My mate Peter has already spent far too much money on the little blue pills. Now he's hard up.
A survey last week revealed that Viagra (scientific name: mycoxafloppin) has now been used by an incredible one in four British males.
I think Viagra is one of our greatest medical breakthroughs.
Apart from the fact it has stopped countless women accusing their husbands of assault with a dead weapon, the famous love drug has also spawned a million jokes.
Did you hear about Britain's first Viagra baby? It could stand up right away.
What about the first fatality caused by a Viagra overdose? A man took 48 tablets and his wife died.
Do you know what happens when a traffic warden takes Viagra?
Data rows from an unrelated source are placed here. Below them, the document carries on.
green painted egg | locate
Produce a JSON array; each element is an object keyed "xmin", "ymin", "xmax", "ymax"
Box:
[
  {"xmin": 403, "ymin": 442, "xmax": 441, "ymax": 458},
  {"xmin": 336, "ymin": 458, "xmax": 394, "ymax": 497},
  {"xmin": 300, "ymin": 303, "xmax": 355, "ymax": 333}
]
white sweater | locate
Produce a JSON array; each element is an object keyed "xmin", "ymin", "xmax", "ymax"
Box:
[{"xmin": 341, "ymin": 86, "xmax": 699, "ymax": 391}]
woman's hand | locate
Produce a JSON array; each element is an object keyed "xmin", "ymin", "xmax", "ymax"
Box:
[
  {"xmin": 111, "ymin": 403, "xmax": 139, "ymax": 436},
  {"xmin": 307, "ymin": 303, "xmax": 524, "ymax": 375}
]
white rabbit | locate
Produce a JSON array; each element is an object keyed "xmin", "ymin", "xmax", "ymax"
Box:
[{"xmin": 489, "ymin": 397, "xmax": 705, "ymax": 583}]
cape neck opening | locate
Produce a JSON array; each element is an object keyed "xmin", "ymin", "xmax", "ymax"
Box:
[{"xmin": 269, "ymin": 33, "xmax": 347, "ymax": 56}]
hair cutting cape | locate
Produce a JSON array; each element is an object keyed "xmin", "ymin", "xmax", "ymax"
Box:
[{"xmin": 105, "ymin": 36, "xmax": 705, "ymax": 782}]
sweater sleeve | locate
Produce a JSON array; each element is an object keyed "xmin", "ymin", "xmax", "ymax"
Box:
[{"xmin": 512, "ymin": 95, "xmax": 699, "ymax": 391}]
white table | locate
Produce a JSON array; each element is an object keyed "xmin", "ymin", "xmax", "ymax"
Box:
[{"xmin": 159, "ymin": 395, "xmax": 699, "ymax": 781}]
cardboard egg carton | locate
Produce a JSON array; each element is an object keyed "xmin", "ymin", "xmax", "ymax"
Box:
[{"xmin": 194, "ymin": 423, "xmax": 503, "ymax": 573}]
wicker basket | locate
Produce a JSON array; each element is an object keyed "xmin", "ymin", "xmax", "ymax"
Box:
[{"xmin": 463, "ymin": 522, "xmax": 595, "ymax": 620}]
He grows taller.
What do Alton Towers and Viagra have in common? You have to wait an hour for a two-minute ride.
And, of course, my all-time favourite. A man walks in to Boots the chemist and says: "I'd like to buy some Viagra, please."
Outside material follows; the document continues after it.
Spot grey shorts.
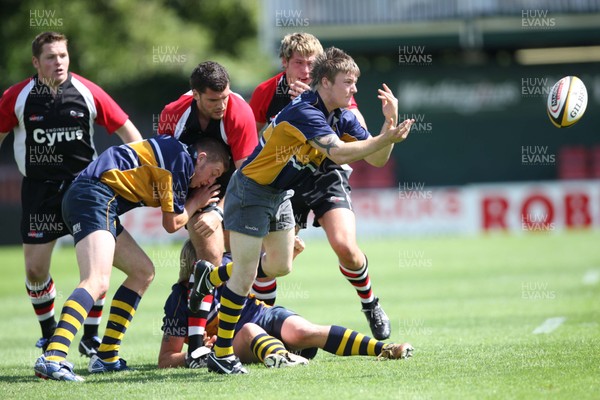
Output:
[223,171,295,237]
"Do you have a prescription?" asks the bloke behind the counter.
"No," he replies, "but I've got a photograph of the wife."
The answers I received to last week's competition also tickled the funny bone.
If you recall, on the back of Lisa Marie Presley being upset by Viva Viagra using her dad's song Viva Las Vegas to advertise their product, I asked you for a few more appropriate tunes.
Just to get the ball rolling, I suggested Hit Me With Your Rhythm Stick, Brass In Pocket and anything by The Pointer Sisters.
Loads of readers, including Gus Stewart and Craig Howie, plumped for The Only Way Is Up and Stand And Deliver, while Phil Gormley took safe sex into consideration with Up, Up And Away In My Beautiful Balloon.
A slap on the wrist for Glasgow reader Alan Russell - sorry, mate, but Killing Me Softly With His Dong is not a proper song title.
But a huge pat on the back for all the following entrants:
Use It Up And Wear It Out (John McDonald)
It Only Takes A Minute (Malcolm McKechnie)
Rocket Man (Tom Lamb)
Love Really Hurts Without You (David Kelly)
Bend Me, Shape Me (Sandra Crichton)
Ride On Time (Neily Broon)
All Day And All Of The Night (Neily Brodie)
Up Where We Belong (Jacqueline Sullivan)
Boom Bang-a-Bang (Herbie Hart)
Solid As A Rock (Graham Scott)
You Raise Me Up (Karen McKenzie)
Knock On Wood (Rab Caldwell)
Get Into The Groove (Kevin Donnelly)
The Theme From Shaft (Richard McKenna)
Baggy Trousers (Brian McBain)
The Woody Woodpecker Song (David Walker) Great stuff.
Considering I was looking for a Viagra song, it is only appropriate that I thought long and hard about the winner.
And the prize goes to Martin Boyle (well, once he emails back with a postal address) for the one that made me laugh out loud...
He suggested the old Bangles' hit Walk Like An Egyptian.
Thanks to everyone who took part and I'll leave the final word on this subject to Glasgow reader Joe Murray.
He says his local chemist was robbed last week and a large quantity of Viagra was stolen.
Police are now looking for a gang of hardened criminals.